Besaw_Silhoutte-BLK-02.png
 
 
Exterior.jpg

The year was 1900, and a young, Wisconsin-born George Besaw Jr. had just arrived in Portland. Though he quickly found himself a job in Slabtown, at the Eastern Lumber Company, it wasn’t long before he set his sights on a new line of work—hospitality. In 1903, he and a partner opened a saloon on the northeast corner of 23rd & Savier. They called it “The Oak.” But after just one year in business, the pair split and George opened a new saloon and card room with a new partner, Medrick Liberty, right across the street. With the local workingmen’s loyalty, Besaw & Liberty turned a nice profit for 13 years, right up until the start of the Prohibition in 1916—but not even the nation’s dry spell, and subsequent departure of his partner, could stop George. With no booze behind the bar, he bolstered his food menu and cheered on never-ending games of rummy and pinochle. Pretty soon, Besaw & Liberty was renamed the Solo Club, and garnered the reputation of the “working man’s favorite.” And all the while, George lived upstairs with his growing family, right above the card room.

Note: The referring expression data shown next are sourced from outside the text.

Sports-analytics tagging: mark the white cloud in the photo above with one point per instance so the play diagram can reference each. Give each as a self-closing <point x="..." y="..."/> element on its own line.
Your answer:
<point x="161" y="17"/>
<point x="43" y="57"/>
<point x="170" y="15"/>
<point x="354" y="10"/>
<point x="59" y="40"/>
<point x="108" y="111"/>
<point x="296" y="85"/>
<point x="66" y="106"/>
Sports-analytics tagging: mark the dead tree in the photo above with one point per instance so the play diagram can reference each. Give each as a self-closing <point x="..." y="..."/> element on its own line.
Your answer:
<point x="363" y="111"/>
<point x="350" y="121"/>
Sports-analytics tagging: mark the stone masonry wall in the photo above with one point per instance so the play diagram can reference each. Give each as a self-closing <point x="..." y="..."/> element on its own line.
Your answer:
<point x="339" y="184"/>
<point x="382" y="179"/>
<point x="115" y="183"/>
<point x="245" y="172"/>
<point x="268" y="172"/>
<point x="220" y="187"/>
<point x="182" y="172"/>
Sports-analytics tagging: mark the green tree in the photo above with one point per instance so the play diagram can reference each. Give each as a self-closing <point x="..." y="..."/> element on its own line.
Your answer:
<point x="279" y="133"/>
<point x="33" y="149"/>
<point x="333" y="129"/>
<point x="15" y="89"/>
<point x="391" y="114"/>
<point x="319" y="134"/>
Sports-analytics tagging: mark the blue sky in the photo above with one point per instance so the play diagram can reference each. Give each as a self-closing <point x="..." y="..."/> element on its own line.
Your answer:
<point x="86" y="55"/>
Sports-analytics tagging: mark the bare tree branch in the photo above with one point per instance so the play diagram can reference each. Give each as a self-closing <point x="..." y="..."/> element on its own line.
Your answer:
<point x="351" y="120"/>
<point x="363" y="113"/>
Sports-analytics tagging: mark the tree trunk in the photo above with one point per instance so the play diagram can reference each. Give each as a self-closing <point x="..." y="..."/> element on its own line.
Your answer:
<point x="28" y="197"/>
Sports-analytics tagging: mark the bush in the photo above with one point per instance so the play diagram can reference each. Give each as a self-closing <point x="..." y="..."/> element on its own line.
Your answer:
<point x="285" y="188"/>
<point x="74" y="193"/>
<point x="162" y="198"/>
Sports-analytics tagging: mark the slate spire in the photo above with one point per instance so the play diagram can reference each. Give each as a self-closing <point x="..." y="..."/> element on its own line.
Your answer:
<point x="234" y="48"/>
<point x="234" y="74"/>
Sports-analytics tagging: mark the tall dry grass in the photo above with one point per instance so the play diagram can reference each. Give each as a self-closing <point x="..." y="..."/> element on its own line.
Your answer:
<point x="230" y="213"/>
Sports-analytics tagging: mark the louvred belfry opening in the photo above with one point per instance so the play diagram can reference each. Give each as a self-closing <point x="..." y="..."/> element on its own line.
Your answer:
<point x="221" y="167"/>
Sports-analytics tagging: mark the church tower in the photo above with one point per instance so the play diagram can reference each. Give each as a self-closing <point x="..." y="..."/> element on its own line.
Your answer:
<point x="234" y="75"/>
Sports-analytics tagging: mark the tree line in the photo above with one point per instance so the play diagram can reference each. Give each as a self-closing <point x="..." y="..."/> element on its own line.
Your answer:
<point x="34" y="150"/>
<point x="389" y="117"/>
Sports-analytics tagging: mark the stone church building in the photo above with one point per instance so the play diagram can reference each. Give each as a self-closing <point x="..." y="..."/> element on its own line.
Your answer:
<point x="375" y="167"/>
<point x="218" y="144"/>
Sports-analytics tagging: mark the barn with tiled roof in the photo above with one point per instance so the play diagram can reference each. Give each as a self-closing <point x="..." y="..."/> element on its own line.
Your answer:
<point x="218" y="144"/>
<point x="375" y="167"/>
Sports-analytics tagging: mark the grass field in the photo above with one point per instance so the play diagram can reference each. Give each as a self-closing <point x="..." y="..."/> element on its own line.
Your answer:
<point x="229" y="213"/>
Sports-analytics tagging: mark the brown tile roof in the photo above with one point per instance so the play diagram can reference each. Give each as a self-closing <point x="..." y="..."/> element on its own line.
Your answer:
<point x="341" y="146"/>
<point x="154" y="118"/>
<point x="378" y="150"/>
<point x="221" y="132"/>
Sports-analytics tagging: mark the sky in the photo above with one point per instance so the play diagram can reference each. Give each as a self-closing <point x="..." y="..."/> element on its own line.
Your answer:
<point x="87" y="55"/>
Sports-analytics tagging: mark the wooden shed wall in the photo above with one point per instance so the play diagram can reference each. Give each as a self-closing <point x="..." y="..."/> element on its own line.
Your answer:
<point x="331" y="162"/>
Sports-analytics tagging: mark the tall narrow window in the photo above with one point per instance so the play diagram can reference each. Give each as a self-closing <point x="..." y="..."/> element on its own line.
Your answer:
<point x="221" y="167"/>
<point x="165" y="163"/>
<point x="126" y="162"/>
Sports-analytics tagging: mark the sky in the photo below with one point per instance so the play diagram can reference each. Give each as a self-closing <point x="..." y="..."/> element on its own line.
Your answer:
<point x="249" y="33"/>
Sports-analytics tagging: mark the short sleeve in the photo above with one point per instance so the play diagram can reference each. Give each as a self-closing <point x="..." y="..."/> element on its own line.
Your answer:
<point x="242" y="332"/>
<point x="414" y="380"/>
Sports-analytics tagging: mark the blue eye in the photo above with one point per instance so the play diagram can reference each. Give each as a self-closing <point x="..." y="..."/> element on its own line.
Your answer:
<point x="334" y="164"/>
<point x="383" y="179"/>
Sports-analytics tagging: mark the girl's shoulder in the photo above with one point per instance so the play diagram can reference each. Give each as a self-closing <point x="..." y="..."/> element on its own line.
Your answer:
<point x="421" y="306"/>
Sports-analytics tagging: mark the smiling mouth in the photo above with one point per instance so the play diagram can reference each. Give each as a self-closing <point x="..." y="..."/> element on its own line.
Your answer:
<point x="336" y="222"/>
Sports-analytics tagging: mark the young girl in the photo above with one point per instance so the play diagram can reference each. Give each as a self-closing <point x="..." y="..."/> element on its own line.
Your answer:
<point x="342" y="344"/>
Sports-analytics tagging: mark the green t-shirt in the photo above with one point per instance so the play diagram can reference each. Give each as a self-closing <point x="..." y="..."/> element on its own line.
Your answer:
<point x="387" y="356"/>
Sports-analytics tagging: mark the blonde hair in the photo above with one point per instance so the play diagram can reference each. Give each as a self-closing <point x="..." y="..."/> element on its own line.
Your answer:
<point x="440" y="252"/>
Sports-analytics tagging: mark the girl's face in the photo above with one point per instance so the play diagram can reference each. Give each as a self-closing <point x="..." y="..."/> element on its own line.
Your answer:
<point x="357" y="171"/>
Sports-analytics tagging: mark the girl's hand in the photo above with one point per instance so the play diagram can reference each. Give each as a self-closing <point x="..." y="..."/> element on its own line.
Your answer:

With the Repeal of Prohibition in 1933, George was among the first in the city to obtain a license from the newly established OLCC, and began to serve beer again. Many pints were poured, and with George’s son Clyde manning the door (and showing notorious favoritism to Slabtown residents only), the business maintained its reputation as a local hub, a place for the working man.

George Besaw Jr. died in 1942, and his three sons kept the doors open for another 30 years.